Where there is one, there will inevitably be the other.

She remembers this, each year a member of her family dies, and she marks those black-letter days on a calendar, the ink dotted with fresh tears. Looks at the dates at odd moments in the years afterward. To remind herself of everything she's lost, and can never have again.

And there are days when the regret is so intense it chokes her. Days when she can't sleep, can't eat, and can't get out of bed without remembering. Days where her past looms like a perpetual deadweight, crushing her alive.

Haji eases the burden with sepia-toned memories and walks in the sunshine. Lullabies of cello tunes and glasses of sparkling white wine.

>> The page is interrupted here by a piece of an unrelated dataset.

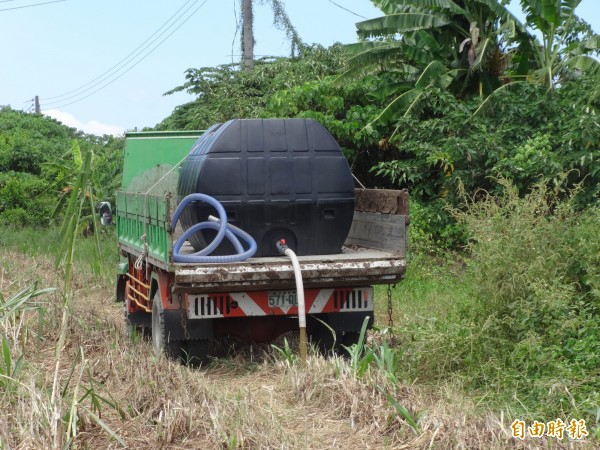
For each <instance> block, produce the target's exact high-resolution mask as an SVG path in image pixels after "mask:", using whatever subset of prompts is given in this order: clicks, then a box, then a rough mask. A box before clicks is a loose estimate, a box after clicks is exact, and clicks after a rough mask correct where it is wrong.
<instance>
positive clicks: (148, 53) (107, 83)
mask: <svg viewBox="0 0 600 450" xmlns="http://www.w3.org/2000/svg"><path fill="white" fill-rule="evenodd" d="M207 1H208V0H204V1H203V2H202V3H201V4H200V6H198V7H197V8H196V9H195V10H194V11H193V12H192V13H191V14H190V15H189V16H188V17H186V18H185V20H184V21H183V22H181V23H180V24H179V26H178V27H177V28H175V29H174V30H173V31H172V32H171V33H169V34H168V35H167V36H166V37H165V38H164V39H163V40H162V41H160V42H159V43H158V44H156V45H155V46H154V47H153V48H152V49H151V50H150V51H149V52H148V53H146V54H145V55H143V56H142V58H141V59H140V60H139V61H137V62H136V63H135V64H133V65H132V66H131V67H129V68H127V70H125V71H124V72H123V73H121V74H119V75H118V76H117V77H115V78H113V79H112V80H110V81H108V82H107V83H105V84H103V85H102V86H100V87H99V88H98V89H96V90H95V91H93V92H90V93H89V94H88V95H86V96H85V97H81V98H79V99H77V100H74V101H72V102H69V103H65V104H61V105H57V106H55V108H64V107H65V106H69V105H72V104H74V103H78V102H80V101H82V100H85V99H86V98H88V97H90V96H92V95H94V94H95V93H96V92H98V91H101V90H102V89H104V88H105V87H106V86H108V85H110V84H112V83H114V82H115V81H117V80H118V79H119V78H121V77H122V76H123V75H125V74H126V73H127V72H129V71H130V70H131V69H133V68H134V67H135V66H137V65H138V64H139V63H141V62H142V61H143V60H144V59H146V58H147V57H148V56H149V55H150V54H151V53H152V52H154V50H156V49H157V48H158V47H160V46H161V45H162V44H163V43H164V42H165V41H166V40H167V39H169V38H170V37H171V36H172V35H173V34H174V33H175V32H176V31H177V30H179V29H180V28H181V27H182V26H183V25H184V24H185V23H186V22H187V21H188V20H189V19H191V18H192V16H193V15H194V14H196V12H197V11H198V10H199V9H200V8H202V7H203V6H204V4H205V3H206V2H207ZM82 93H83V92H82ZM65 100H66V99H65Z"/></svg>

He feeds her slices of green apples when she's awake, and chases her nightmares away when she's asleep. Nourishes her in ways both small and vast. The delicious vigor of his fingers soaping her hair in the shower each morning. The deft gentleness with which he plaits it into intricate braids each night. The ways he hums her name between kisses, pressing his forehead to hers as if he can't help himself. The roast-cinnamon shades of his eyelashes on her fingertips, and the purrs that rumble from his throat when she flicks her tongue across the calla-lily smoothness of his skin.

Each word and gesture renewing yet-another lost facet of herself.

Fading yet-another memory of blood and duty to forgotten ash.

But there are days when those same memories form a cold hard glaze over her heart; when wall her away from everything warm and bright. Days where she's barbed and vicious and lashes at everyone around her, days where she and Haji fight and he stays away so long she's convinced he's left her forever.

Until he returns, each time, in a perpetual cycle of wax and wane. Eyes gentle, fingers outstretched. Whispering:

Saya

And she remembers all over again. Everything she's lost, and what she still has left.

The tears spill in a hot rush; she runs to him with half-blinded eyes. His arms coming around her in a circle, drawing her in and anchoring her—to sanity, love, and the axis of life itself. And when she meets his eyes between salty-sweet kisses, he seems to glow, diamond-bright.

No empty spaces between them; nothing to wonder or wish or yearn or beg for. Because right now, in this moment, all her facets are complete.

While she has him, she will always be whole.